Na Europa os aspectos sociais mais profundos da empresa, quer dizer, seu destino em outro modelo de sociedade, tomavam vulto, em virtude do clima revolucionário, anticapitalista, ali prevalecente. A idéia de sovietes ainda estava no ar, como a suprema aspiração da classe operária. Os operários, por seus partidos e líderes, queriam disputar ao capitalista, ao industrial, o domínio sobre a empresa. «Todo o poder aos sovietes», lançado então pelos comunistas e socialistas independentes, queria dizer exatamente isto, o controle operário sobre a empresa capitalista. Aqui, em pé de página, Pedrosa cita Gramsci:
«Antonio Gramsci, o líder teórico e revolucionário italiano que passou em prisão, e nela morreu, enquanto Mussolini reinava sobre a Itália, em relatório de julho de 1920 sobre “o movimento turinense dos conselhos de fábrica”, assim o descrevia: “Os conselhos de fábrica cedo criaram raízes. As massas acolheram voluntariamente esta forma de organização comunista, se juntaram em torno dos comitês executivos e apoiaram energicamente a luta contra a autocracia capitalista… Os conselhos e comitês obtiveram notável êxito: esmagaram os agentes e os espias dos capitalistas, ataram relações de ordem financeira e industrial nos negócios fazendários, concentraram em suas mãos o poder disciplinador e demonstraram às massas desunidas e desagregadas o que significa a gestão direta dos operários na industria” (A. Gramsci, Antologia degli Scritti, editori Riuniti, Roma, 1963, pág. 46)».

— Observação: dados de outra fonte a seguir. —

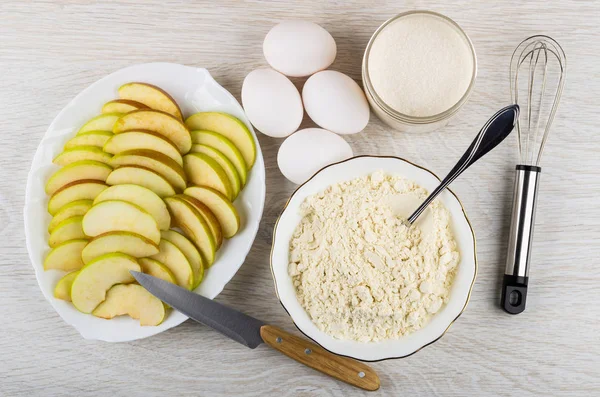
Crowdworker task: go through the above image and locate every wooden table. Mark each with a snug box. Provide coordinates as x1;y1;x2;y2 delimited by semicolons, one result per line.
0;0;600;396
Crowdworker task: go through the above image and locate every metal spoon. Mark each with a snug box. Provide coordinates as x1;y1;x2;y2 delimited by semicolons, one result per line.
405;105;519;226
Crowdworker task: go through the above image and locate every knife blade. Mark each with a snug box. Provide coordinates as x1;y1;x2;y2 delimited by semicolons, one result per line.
131;271;380;391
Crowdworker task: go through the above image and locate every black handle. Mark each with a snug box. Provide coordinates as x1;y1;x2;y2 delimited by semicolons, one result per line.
500;274;528;314
445;104;519;183
407;105;519;225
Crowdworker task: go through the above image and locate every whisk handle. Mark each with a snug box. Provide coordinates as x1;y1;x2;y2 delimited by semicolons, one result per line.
500;165;542;314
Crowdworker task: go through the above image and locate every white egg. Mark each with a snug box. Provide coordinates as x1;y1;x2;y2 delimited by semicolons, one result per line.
263;21;337;77
242;69;304;138
277;128;353;184
302;70;369;134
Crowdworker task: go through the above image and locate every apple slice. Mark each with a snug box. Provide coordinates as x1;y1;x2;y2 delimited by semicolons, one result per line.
102;99;148;113
113;110;192;155
71;253;142;313
83;200;160;244
190;130;248;186
92;284;166;326
150;239;194;289
48;200;93;233
64;131;114;150
106;166;176;197
176;194;223;250
183;153;233;200
104;131;183;166
46;160;112;195
48;179;108;215
94;184;171;230
165;197;217;268
119;83;183;120
138;258;177;284
44;239;87;272
81;232;158;264
191;145;242;201
184;186;240;238
52;146;112;165
185;112;256;169
161;230;204;289
48;216;87;248
110;150;187;191
77;113;122;135
54;270;79;302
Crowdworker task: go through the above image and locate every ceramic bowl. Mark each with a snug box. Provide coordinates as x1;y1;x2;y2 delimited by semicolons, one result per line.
24;63;265;342
271;156;477;361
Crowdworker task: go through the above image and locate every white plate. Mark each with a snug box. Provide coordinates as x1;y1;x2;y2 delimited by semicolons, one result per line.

Prossegue Mário: «A nova ordem revolucionária socialista viria. Quando a vaga insurrecional na Europa central e na Itália refluiu, a empresa capitalista, campo de batalha decisivo entre classes em conflito – a classe trabalhadora e a patronal – foi largada à sua sorte: voltou a ser a fábrica do patrão. A França da Frente Popular em 1936, onde a vaga revolucionária das massas operárias chegou bem depois, em virtude, provavelmente, dos despojos da vitória terem concorrido para estabilizar a situação econômica do país por mais tempo, e a Espanha, em face do assalto internacional fascista com Franco à frente das tropas mouriscas, foram os últimos palcos políticos onde os sovietes voltaram a ser objeto de luta. Aliás, também em Barcelona, liderados pela Federação Anarquista, os operários ocuparam as fábricas. Depois veio a guerra, com a ocupação de toda a Europa pelo nazismo e fascismo, e a derrota generalizada de comunistas e socialistas de todos os matizes. O capitalismo em debandada conseguiu reerguer-se no ocidente e inaugurar no pós-guerra fase de verdadeira restauração na Europa, graças em grande parte ao maciço auxílio norte-americano. Deu-se um verdadeiro renascer do capitalismo e nos Estados Unidos a grande corporação ressurgia como o centro de toda a vida econômica do país. Mas o problema da empresa, da corporação, não deixou por isto de existir. Desta vez, porém, o que se vê é uma fase de evolução do lado “de cá”, isto é, do lado patronal-capitalista, quando, em outra etapa histórica, ela era vista do “lado de lá”, isto é, do lado dos “bárbaros”, ao de fora da cidadela “Comuna”».
Assim, Pedrosa fecha sua idéia com chave de ouro: A Comuna de Paris!